Такое ощущение, что в оперативном словаре нету слов и конструкций, что позволили бы говорить о том, что происходит сегодня, не опираясь на сложное прошедшее, не применяя портативный цитатник. Между тем в публичном пространстве – от официальных реляций до социальных сетей – звучит исключительно заемная речь, с утратами и потертостями, с давно выцветшим сроком годности. Там, где возникает потребность в говорении, где открывают рот, чтобы согласиться или отказаться, дать оценку или назвать по имени, уже стоит наготове цитата (часто интонационная, еще чаще – забывшая уже о том, откуда ее взяли), и происходящее разом утрачивает первородство. То, что произносится вслух, исходит не от меня и даже не от «нас»; когда президент страны декламирует «ребята, не Москва ль за нами», он не отсылает слушателя к тексту, к тому или иному смысловому набору – просто опирается, как атлет на колонну, на мощный пласт общеизвестного. Когда поп- певец предлагает переименовать Петербург в Петроград, он следует невидимым образцам, служит неведомому ему богу. Когда на востоке Украины поручик Голицын реконструирует сталинские указы, он берет то, что само идет в руки. В зоне несобственной речи известным – существующим – может считаться только то, что отродясь известно всем.
Обитатели этой зоны, натурально, и должны изъясняться цитатами (обкатанными до поговорки, приходящими на язык); все тексты, написанные по-русски, должны восприниматься как что-то вроде гигантского разговорника, где любой тезис может иллюстрироваться произвольно выбранной строчкой, что бы она ни значила изначально. Как работает механизм присвоения, видно по тому же фейсбуку, где, что ни день, кто-нибудь выясняет, на чьей стороне был бы Пушкин, Набоков, Бродский в российско – украинском или каком-нибудь более частном конфликте, – и обнаруживается, что одними и теми же строчками легко бить по головам и тех и других. В этом обмене (не мыслями, а размытыми облачками интенций и оценок) все заведомо приблизительно, речь нужна не чтобы поставить диагноз, а чтобы его замаскировать. Для этого разработана система ярлыков, гибкая, потому что зыбкая: о человеке или вещи нужно сказать только существенное – наш он или чужой (то есть хороший или плохой), и не более того. Национал-предатели, чекисты, бандеровцы, фашиствующие молодчики – этот лексический коллаж склеен из элементов, устаревших еще в прошлом веке. Получается пестровато, и это могло бы тревожить: налицо отсутствие единой стилистики, воли, необходимой для того, чтобы сделать стилизацию тотальной, сплавить лоскутное одеяло заимствований в большую речевую инсталляцию. Ближе всего, кажется, к этому подошла Государственная дума, ее чавкающая коллективная машина.

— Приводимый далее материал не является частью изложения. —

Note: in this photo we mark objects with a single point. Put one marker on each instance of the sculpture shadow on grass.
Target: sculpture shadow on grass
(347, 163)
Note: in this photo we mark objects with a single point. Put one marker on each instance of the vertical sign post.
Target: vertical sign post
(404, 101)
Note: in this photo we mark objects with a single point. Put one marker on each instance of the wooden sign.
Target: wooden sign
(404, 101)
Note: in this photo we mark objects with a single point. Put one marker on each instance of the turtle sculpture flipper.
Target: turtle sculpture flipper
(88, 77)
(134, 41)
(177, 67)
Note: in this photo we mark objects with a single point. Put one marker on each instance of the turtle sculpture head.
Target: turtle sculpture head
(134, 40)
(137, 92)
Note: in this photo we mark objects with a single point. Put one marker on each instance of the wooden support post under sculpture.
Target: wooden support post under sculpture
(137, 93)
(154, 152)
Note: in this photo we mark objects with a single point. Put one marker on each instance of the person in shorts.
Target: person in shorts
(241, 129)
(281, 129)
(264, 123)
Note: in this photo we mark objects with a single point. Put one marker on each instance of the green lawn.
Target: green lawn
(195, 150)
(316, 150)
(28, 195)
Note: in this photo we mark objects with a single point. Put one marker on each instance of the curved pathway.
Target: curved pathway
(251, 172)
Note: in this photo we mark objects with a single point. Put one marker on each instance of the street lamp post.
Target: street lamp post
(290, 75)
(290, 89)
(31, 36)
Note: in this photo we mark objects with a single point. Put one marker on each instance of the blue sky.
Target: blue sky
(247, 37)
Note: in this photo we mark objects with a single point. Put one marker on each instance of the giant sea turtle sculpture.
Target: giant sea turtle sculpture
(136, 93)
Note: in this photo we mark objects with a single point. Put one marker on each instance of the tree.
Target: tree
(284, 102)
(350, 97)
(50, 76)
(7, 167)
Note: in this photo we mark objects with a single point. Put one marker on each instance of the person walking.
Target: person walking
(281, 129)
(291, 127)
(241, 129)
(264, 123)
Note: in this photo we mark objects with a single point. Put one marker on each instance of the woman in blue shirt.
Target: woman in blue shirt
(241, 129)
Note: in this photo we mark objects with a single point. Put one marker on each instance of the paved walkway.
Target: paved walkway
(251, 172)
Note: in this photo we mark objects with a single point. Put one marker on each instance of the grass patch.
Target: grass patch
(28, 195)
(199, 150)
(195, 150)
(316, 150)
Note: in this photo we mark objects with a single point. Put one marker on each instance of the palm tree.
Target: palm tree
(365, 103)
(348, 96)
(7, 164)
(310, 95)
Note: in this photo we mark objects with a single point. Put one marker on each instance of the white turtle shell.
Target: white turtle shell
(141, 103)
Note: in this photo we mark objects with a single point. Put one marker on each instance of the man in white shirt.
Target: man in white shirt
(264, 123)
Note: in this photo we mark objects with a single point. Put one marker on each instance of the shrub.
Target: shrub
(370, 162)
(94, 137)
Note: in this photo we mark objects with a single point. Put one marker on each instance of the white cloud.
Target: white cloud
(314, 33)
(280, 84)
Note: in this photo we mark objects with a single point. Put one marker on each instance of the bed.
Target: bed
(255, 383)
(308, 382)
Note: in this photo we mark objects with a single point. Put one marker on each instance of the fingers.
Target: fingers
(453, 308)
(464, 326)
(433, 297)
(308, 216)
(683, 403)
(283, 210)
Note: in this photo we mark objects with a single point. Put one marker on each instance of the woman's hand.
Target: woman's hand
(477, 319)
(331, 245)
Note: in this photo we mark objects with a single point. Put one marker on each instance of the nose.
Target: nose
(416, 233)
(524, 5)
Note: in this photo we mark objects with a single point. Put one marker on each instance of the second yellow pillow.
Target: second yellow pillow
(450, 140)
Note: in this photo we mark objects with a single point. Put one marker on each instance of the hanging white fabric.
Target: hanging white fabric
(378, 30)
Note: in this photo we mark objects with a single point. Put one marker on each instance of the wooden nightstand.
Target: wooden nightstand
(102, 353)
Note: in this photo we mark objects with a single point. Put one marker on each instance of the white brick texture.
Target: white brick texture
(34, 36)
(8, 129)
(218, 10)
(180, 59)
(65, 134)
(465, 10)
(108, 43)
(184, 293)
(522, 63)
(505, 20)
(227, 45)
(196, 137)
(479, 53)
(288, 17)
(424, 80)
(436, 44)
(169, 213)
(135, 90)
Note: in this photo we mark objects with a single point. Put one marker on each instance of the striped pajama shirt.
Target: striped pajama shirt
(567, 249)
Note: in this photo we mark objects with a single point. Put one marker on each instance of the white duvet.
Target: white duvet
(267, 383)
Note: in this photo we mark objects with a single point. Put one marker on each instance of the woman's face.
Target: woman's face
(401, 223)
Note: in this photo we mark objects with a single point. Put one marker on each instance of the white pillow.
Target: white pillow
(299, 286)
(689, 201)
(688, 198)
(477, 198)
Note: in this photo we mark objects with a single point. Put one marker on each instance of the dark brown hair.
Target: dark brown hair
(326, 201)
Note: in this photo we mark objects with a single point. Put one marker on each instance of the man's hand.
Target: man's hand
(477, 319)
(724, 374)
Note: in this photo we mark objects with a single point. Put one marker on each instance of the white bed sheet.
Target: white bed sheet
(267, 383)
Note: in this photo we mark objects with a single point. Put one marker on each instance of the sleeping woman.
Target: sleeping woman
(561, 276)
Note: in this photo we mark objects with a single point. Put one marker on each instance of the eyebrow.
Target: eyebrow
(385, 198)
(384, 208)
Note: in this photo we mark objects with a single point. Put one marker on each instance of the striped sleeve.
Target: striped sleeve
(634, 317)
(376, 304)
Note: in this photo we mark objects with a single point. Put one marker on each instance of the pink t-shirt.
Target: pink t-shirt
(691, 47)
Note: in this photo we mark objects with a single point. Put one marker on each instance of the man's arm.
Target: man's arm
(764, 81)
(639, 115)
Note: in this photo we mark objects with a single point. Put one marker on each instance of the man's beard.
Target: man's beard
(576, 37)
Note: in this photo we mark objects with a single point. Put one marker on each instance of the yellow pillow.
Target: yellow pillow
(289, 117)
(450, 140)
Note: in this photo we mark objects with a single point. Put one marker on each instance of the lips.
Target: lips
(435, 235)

Способность некоторых слов выходить из небытия и наливаться свежей кровью пугала бы и сама по себе, но тут за ними стоит что-то вроде новой доктрины, неназванной и неузнанной – говорящей о заведомой приблизительности любого высказывания. В школе неточности первым учеником может стать любой, все слова здесь значат одно и то же: крайне далекое от своих когдатошних словарных значений. Скажем, фашист и либерал на этом языке – тот, с кем говорящий не согласен. Лексика ненависти нам еще внове, и для того, чтобы обругать кого-то, требуются слова из несегодня. Готовые формы востребованы, как давно не были, и общество вроде как согласилось уже с тем, что любые значения приблизительны, а подбор произволен. Когда позаимствовать нечего, хватаются за что попало, но получается что-то вроде детской дразнилки – укропы, ватники, колорады, слова, пустые и невесомые, как воздушные шарики. Здесь, как ни странно, оказываешься на территории консенсуса – никем не оговоренного, простодушно признанного всеми. Он сводится к отказу от смысла во имя самого процесса говорения – словно другого способа подлатать прохудившуюся ткань реальности уже не осталось.